Drs. Arnson and Amital and colleagues of the Sheba Medical Center in Israel measured the results of the choices of 130 such patients. Even the ones that skipped the vitamin D articles in their local newspapers had made a choice. Some decided to avoid the sun or sunbeds, yet others believed their doctors when they were told, “You can get all the vitamins you need from a good diet.” Their average vitamin D level was 14 ng/ml with about 45 of the 130 critically ill patients having vitamin D levels below 10 ng/ml. The rest were not much better. Despite the small differences between the highest and lowest, the ones with the highest levels outlived the ones with low levels.
The 130 patients in the study included adults suffering the results of everything from car crashes to strokes to heart failure. The researchers measured vitamin D levels from stored blood on all patients at the beginning of their mechanical ventilation. They wanted to see if vitamin D levels had any effect on death rates, and it did. Virtually everyone died, but the ones with the highest vitamin D levels lived 24 days compared to an average of 15 days for the vitamin D deficient group.
First, as I like to say when I speak, everyone who takes vitamin D will die. It’s just a question of when. If all of a sudden, by magic, everyone in the USA had a vitamin D level of 50 ng/ml, we don’t know what people would eventually die from. It would probably be the same diseases that kill us now, only those diseases would occur later in life. Vitamin D is not a panacea; the best we can hope for is that it will let us live to our genetic potential, called squaring off the mortality curve.
How do you decide how much vitamin D to take? How do you make such an important decision for your family and yourself? How do you know? Scientists have never given 5,000 IU/day for five years to see if it is safe. True, and they will not be doing so for quite a while.

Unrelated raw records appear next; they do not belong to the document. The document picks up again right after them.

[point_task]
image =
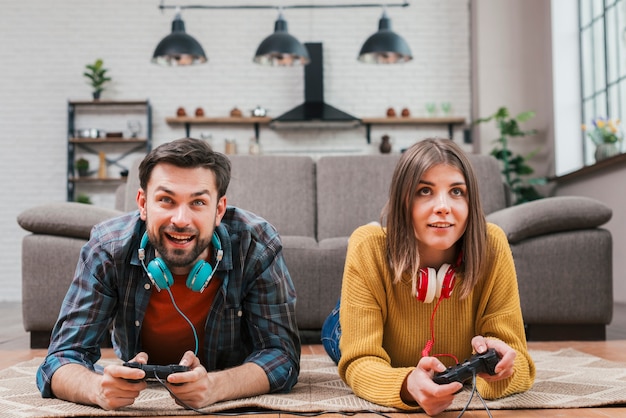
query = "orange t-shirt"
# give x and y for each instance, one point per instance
(165, 334)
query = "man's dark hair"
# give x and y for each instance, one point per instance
(187, 153)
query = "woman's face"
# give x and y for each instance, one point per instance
(440, 211)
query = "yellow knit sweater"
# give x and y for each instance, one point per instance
(384, 328)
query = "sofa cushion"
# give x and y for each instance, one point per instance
(493, 192)
(351, 191)
(69, 219)
(549, 215)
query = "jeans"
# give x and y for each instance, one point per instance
(331, 333)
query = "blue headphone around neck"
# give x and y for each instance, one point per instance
(198, 278)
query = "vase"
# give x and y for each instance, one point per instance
(604, 151)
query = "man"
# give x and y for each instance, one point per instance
(184, 280)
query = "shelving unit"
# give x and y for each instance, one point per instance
(257, 122)
(125, 146)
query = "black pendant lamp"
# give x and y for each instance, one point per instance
(280, 48)
(385, 46)
(178, 48)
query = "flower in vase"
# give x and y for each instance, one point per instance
(604, 131)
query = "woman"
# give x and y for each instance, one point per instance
(432, 287)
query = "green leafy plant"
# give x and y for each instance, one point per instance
(83, 198)
(604, 131)
(514, 166)
(96, 75)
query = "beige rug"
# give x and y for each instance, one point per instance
(565, 379)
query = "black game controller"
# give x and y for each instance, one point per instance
(152, 371)
(478, 363)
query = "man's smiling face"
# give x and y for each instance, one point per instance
(181, 210)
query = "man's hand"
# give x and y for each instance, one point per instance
(111, 390)
(197, 388)
(505, 367)
(191, 387)
(419, 387)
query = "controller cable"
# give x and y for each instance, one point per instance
(475, 392)
(261, 412)
(426, 352)
(195, 334)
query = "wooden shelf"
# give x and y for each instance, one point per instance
(108, 102)
(228, 120)
(111, 140)
(193, 120)
(450, 122)
(97, 179)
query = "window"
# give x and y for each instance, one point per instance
(602, 25)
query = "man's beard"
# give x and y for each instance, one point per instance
(178, 257)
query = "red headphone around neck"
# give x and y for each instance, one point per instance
(437, 284)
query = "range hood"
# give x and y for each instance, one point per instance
(314, 112)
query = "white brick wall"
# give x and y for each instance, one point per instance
(45, 46)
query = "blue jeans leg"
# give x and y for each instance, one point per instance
(331, 333)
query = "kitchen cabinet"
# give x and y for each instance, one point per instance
(108, 133)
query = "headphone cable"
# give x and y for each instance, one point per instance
(195, 334)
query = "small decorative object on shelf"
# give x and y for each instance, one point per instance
(82, 166)
(385, 145)
(230, 146)
(96, 73)
(254, 148)
(258, 112)
(134, 126)
(431, 109)
(605, 134)
(102, 169)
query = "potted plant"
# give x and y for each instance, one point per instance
(514, 167)
(606, 137)
(96, 74)
(82, 166)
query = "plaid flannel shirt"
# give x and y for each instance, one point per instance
(252, 318)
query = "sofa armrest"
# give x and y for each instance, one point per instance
(549, 215)
(69, 219)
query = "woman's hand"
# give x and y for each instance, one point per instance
(505, 367)
(419, 387)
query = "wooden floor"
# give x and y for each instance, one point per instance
(14, 348)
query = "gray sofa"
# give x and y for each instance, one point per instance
(562, 256)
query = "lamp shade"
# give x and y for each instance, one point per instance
(385, 46)
(280, 48)
(178, 48)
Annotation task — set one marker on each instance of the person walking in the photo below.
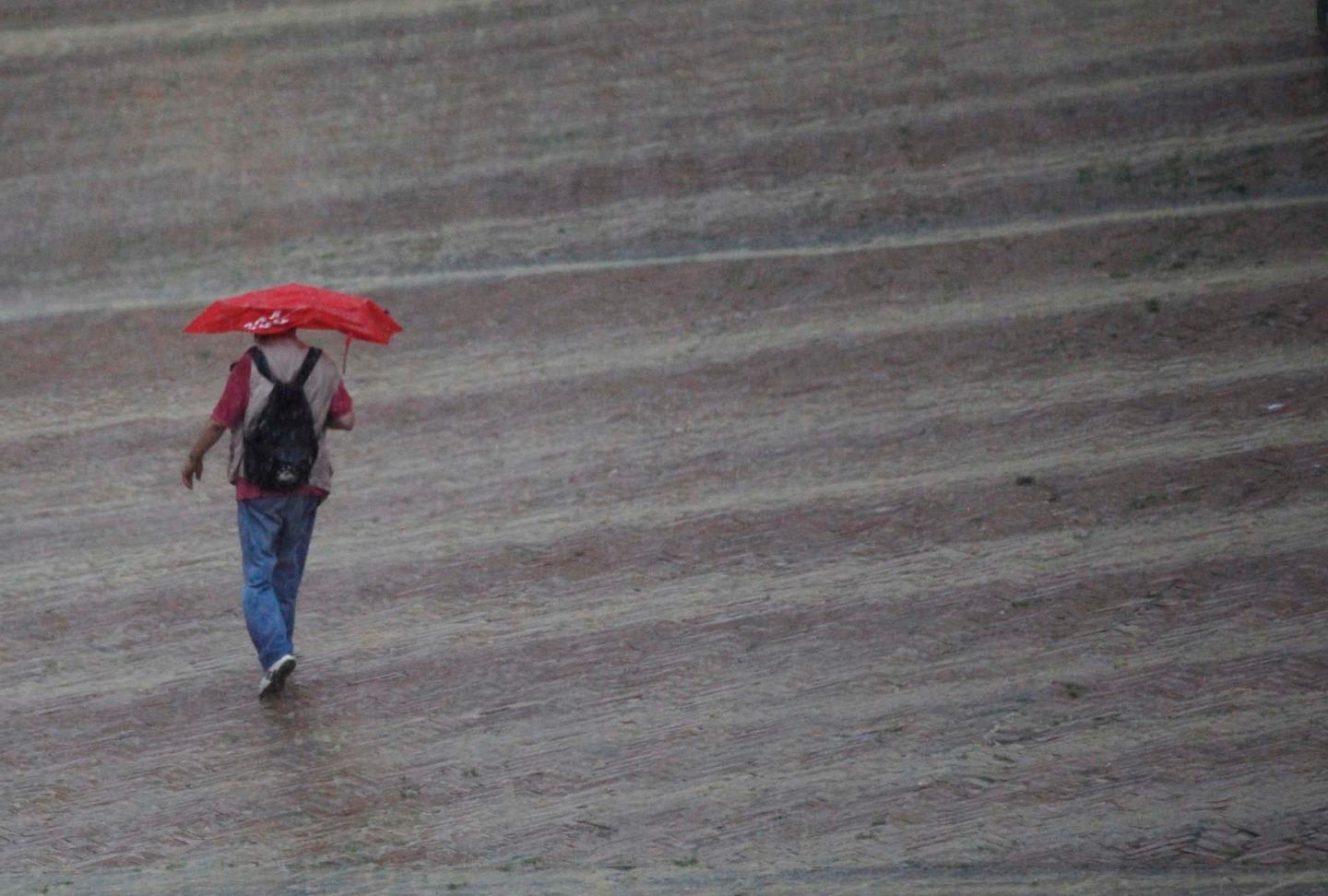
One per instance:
(275, 504)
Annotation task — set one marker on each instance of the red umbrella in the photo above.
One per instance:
(298, 305)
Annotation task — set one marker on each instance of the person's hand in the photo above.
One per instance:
(192, 470)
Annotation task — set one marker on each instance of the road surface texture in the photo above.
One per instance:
(836, 446)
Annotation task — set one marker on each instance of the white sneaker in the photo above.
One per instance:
(277, 676)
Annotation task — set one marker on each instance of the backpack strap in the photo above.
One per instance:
(311, 360)
(260, 362)
(307, 368)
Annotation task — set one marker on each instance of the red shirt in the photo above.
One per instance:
(230, 413)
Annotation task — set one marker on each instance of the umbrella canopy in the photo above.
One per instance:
(296, 305)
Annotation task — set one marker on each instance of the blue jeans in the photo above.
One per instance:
(274, 540)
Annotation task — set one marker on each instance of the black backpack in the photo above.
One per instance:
(283, 442)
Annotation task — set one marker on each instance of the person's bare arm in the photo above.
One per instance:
(193, 467)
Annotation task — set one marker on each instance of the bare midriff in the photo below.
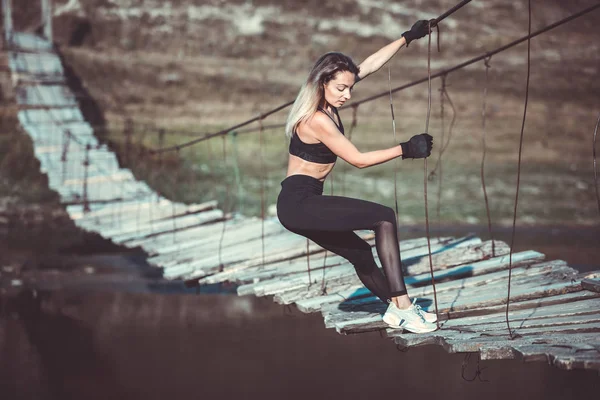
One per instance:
(298, 166)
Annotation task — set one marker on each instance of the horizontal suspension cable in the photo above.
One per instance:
(483, 56)
(386, 93)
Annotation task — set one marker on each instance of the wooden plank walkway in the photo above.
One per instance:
(554, 311)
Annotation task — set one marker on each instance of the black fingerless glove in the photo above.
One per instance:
(417, 31)
(419, 146)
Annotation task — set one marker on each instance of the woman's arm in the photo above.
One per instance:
(323, 129)
(378, 59)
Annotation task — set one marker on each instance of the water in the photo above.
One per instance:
(69, 345)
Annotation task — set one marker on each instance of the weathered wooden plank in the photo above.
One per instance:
(30, 41)
(591, 284)
(162, 208)
(450, 302)
(457, 342)
(252, 270)
(36, 64)
(162, 227)
(197, 242)
(295, 281)
(45, 95)
(50, 116)
(372, 320)
(211, 264)
(416, 282)
(474, 275)
(457, 256)
(564, 350)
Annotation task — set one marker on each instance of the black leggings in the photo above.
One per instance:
(330, 221)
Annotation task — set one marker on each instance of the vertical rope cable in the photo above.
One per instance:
(225, 206)
(308, 263)
(395, 164)
(439, 193)
(349, 136)
(262, 187)
(483, 144)
(173, 211)
(594, 155)
(323, 288)
(425, 172)
(86, 165)
(512, 240)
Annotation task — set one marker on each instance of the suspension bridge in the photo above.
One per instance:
(554, 310)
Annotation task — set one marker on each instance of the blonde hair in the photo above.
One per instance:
(312, 92)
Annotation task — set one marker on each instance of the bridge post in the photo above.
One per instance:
(47, 18)
(7, 11)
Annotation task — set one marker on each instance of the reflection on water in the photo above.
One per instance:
(70, 345)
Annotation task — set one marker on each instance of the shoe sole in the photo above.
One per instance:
(408, 327)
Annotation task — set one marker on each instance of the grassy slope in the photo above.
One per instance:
(201, 69)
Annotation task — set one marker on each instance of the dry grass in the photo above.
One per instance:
(203, 75)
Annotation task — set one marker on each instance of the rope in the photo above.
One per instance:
(594, 155)
(352, 126)
(323, 288)
(483, 56)
(225, 206)
(444, 146)
(395, 161)
(262, 189)
(483, 144)
(173, 210)
(425, 172)
(439, 161)
(236, 172)
(222, 132)
(371, 98)
(512, 241)
(308, 263)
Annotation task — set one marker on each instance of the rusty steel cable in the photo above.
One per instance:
(512, 240)
(485, 55)
(483, 145)
(594, 155)
(399, 88)
(425, 173)
(433, 23)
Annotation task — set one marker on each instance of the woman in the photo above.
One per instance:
(317, 139)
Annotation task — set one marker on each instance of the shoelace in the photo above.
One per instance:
(419, 312)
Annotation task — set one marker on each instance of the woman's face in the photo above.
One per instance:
(338, 90)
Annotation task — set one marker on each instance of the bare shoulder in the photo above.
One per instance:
(321, 124)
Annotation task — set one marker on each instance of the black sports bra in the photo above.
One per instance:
(315, 152)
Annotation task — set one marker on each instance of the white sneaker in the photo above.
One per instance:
(411, 319)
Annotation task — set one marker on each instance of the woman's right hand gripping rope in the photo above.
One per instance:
(419, 146)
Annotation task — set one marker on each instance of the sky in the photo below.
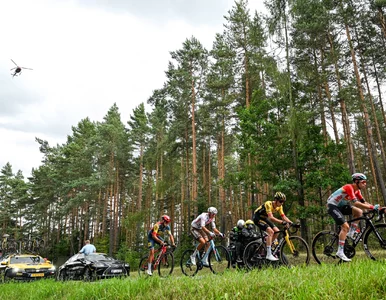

The answer is firmly embedded in common sense.
Five thousand IU is about 50% of what you get when you sunbathe at noon in the summer in your bathing suit for 30 minutes. As the molecules made in the skin from the sun and the ones in vitamin D supplements are identical (cholecalciferol), it is hard to make a case that 5,000 is too much. On the other side of the argument, a typical Pascal’s Wager, is the growing scientific publications indicating not taking 5,000 IU/day is a decision you may not live to regret.